大学祭のミスコン発表のステージ袖
秋晴れの心地よい11月の午後5時、大学の屋外特設ステージの舞台裏でのことだ。私は大学祭のメインイベントであるミスコンテストのファイナリストとして、ドレスを着て出番を待っていた。 最初の異変は、ステージ裏の仮設テントで控えていたときに感じた、下腹部をつんと刺激するような尿意だった。
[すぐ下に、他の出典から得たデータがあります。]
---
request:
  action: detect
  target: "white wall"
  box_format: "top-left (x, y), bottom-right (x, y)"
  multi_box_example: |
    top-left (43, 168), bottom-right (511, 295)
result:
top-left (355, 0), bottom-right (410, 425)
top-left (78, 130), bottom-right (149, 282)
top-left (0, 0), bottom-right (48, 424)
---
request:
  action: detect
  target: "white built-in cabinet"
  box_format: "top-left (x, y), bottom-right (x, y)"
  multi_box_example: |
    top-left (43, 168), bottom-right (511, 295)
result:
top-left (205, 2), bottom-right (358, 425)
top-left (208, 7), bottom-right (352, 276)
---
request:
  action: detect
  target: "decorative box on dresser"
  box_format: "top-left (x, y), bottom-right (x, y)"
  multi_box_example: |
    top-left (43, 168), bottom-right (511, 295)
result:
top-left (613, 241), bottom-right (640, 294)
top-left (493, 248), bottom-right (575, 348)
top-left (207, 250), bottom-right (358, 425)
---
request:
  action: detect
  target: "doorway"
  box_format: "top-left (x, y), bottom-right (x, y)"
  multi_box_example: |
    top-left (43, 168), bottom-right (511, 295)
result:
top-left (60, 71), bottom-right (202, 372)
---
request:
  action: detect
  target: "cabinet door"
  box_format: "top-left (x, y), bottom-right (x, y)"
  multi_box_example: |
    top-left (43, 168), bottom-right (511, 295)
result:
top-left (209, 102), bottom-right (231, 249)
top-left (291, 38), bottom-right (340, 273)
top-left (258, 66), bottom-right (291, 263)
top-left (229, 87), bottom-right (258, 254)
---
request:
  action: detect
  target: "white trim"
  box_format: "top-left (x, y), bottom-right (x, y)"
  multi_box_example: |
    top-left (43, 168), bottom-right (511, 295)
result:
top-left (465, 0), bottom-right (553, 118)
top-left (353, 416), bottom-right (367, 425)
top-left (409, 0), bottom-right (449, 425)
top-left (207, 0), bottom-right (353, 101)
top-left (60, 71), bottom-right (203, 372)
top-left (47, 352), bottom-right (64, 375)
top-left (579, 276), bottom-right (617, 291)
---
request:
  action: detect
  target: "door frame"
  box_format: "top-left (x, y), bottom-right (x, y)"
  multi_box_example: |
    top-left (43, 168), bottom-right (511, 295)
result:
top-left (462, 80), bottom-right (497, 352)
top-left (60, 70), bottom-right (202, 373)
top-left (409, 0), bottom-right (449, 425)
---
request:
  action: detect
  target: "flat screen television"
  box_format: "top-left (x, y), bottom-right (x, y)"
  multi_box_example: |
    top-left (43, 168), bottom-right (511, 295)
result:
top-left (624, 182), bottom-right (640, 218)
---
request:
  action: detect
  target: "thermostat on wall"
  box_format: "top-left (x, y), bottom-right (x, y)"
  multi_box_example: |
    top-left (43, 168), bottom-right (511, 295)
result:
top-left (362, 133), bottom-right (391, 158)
「私の出番はあと20分後のスピーチだけ。終わればすぐにトイレに行ける」 しかし、それが最悪の判断だった。 日が暮れるにつれて急激に気温が下がり、露出の多いドレスの隙間から冷たい風が入り込み、私の膀胱を急速に冷やしていった。 緊張も手伝い、小康状態だった尿意は、誤魔化しの利かない第2波となって下腹部を激しく締め付けた。
ステージ直前のこの状況で、ドレスを着たまま仮設トイレに行くことは事実上不可能であり、何よりコンテスト全体の進行を乱してしまう。 「絶対に漏らすわけにはいかない……」 私はドレスのフリルを両手できつく握りしめ、長いスカトの下で両脚を限界まできつく交差させ、内ももを擦り合わせた。 冷たい汗が全身からにじみ出て背中に鳥肌が立つ。括約筋を極限まで締めながら、神に祈り続けた。
尿意の第3波が襲ってきたとき、私は思わず膝を内側に折り曲げ、お尻の筋肉を限界まで締め付けて硬直した。 少しでも呼吸を乱せば決壊してしまいそうな極限状態のスリルに、脳の芯が痺れる。
ゲストパフォーマンスの合間にようやく控室の裏口へ駆け込む許可が出た瞬間、私はドレスの裾を両手で持ち上げ、前を隠しながら内股のまま、スタッフ用のトイレへと脱兎のごとく滑り込んだ。 便座に腰を下ろし、一気に温かいものが解放された瞬間の、あの全身がとろけるような快感。
今でも大学祭の賑やかな音楽を聴くたび、あの時の冷や汗と、限界の尿意に震えていたドレスの奥の痛みを思い出す。